Well, French fries. And rye toast. And Coca-Cola. And chocolate, especially those Fannie May dark chocolate creams.

It's like meeting three awesome friends in the first grade that you spend an entire lifetime goofing off and carousing with, and while, yeah, maybe some mornings after you wonder if you shouldn't spend quite so much time with them, you still wouldn't want to tell them that you'd come to a point in your life where the relationship wasn't serving you, that you'd grown apart and that while it wasn't them, it was you, you still needed them to understand that you could never, ever hang out ever again. Especially since, given their popularity among throngs of total strangers, you were likely to run into them for the rest of your lives on a regular basis. Awk-ward!

I was talking this over yesterday with my friend, Lucy Rosset, a.k.a. Lucy of Lucy's Kitchen Shop, where many of us SCD-ers buy our SCD-legal supplies. I told her about my backsliding and my shame and how yeah, I knew pizza was a hoodlum but he was so hawt, I couldn't resist. And Lucy agreed, but then she turned the conversation toward cool stuff we could eat. And all of a sudden, dontcha know, we were talking smoked salmon bites and salade Nicoise and dolled-up sandwiches with bacon and avocado and all manner of other delicious "legals" nestled together in the same small space of almond or cashew toast and damned if I wasn't fired up to get all Julia Child on my food, to love up what I had, the gizzards and ends and weird parts, instead of bemoaning what I couldn't. It was Lucy who got to the heart of it: we can't have everything, but we can put crazy attention and focus and creative thinking into what we can, and, in addition to making our food taste a whole lot better, exercising that creative muscle has a wide-ranging, beneficial effect on everything we put our minds to.

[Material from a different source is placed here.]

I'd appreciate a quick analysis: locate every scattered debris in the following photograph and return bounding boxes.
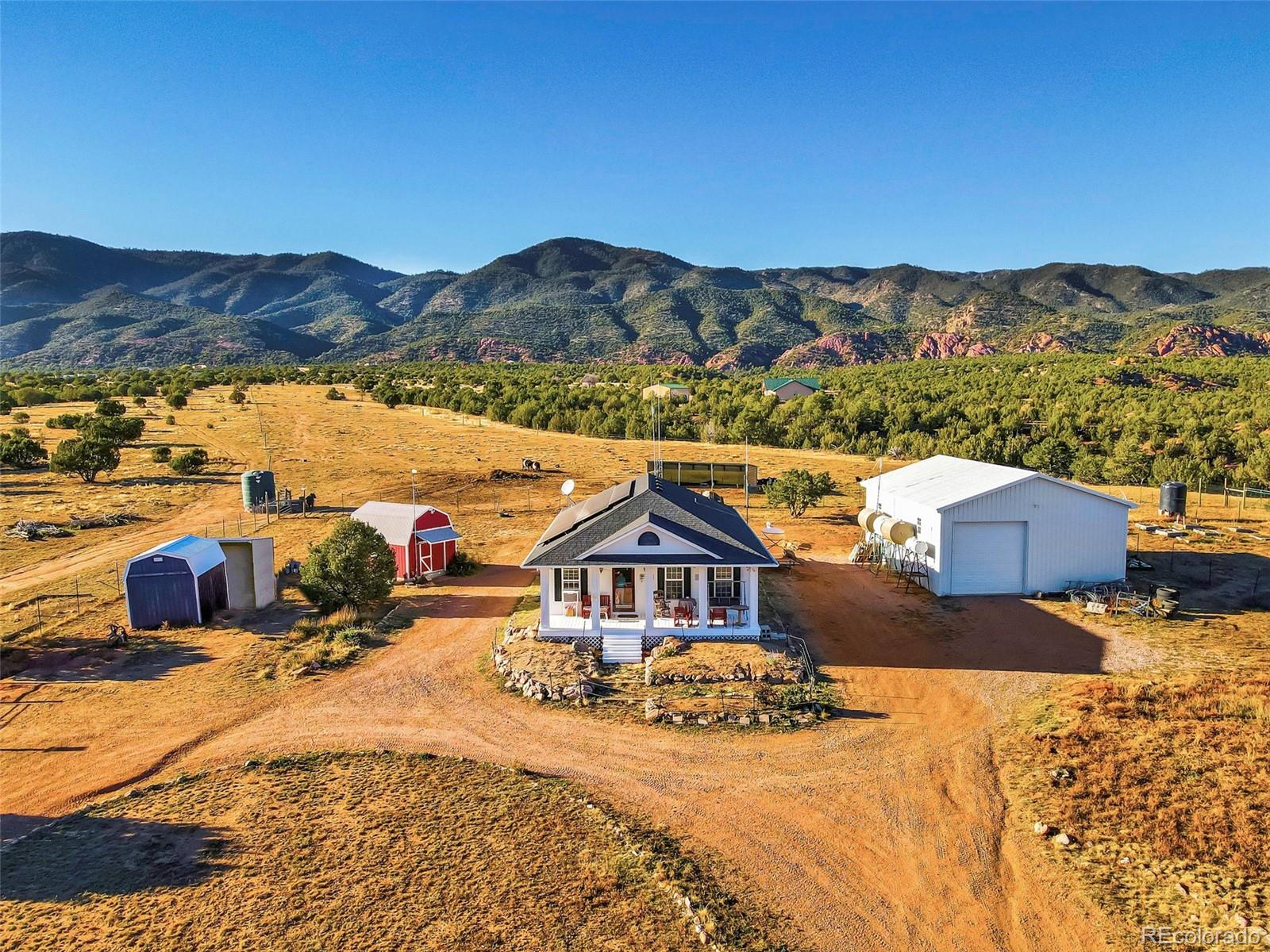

It's a nice kind of a practice, in these strange economic times, to focus on what's true and before me. It's a nice kind of meditation for an artist, to work with the materials she has, and to come up with something beautiful out of it. I have seen nothing less than magic worked with no more: fairy worlds from duct tape and plastic, empires from WordPress and persistence, re-written futures from collaboration and creativity.

We never have nothing. And what we can do with it?

Now that's really something...


*Dear Universe: Please feel free to not deal me additional cards. Thank you! Love and xxx, Colleen.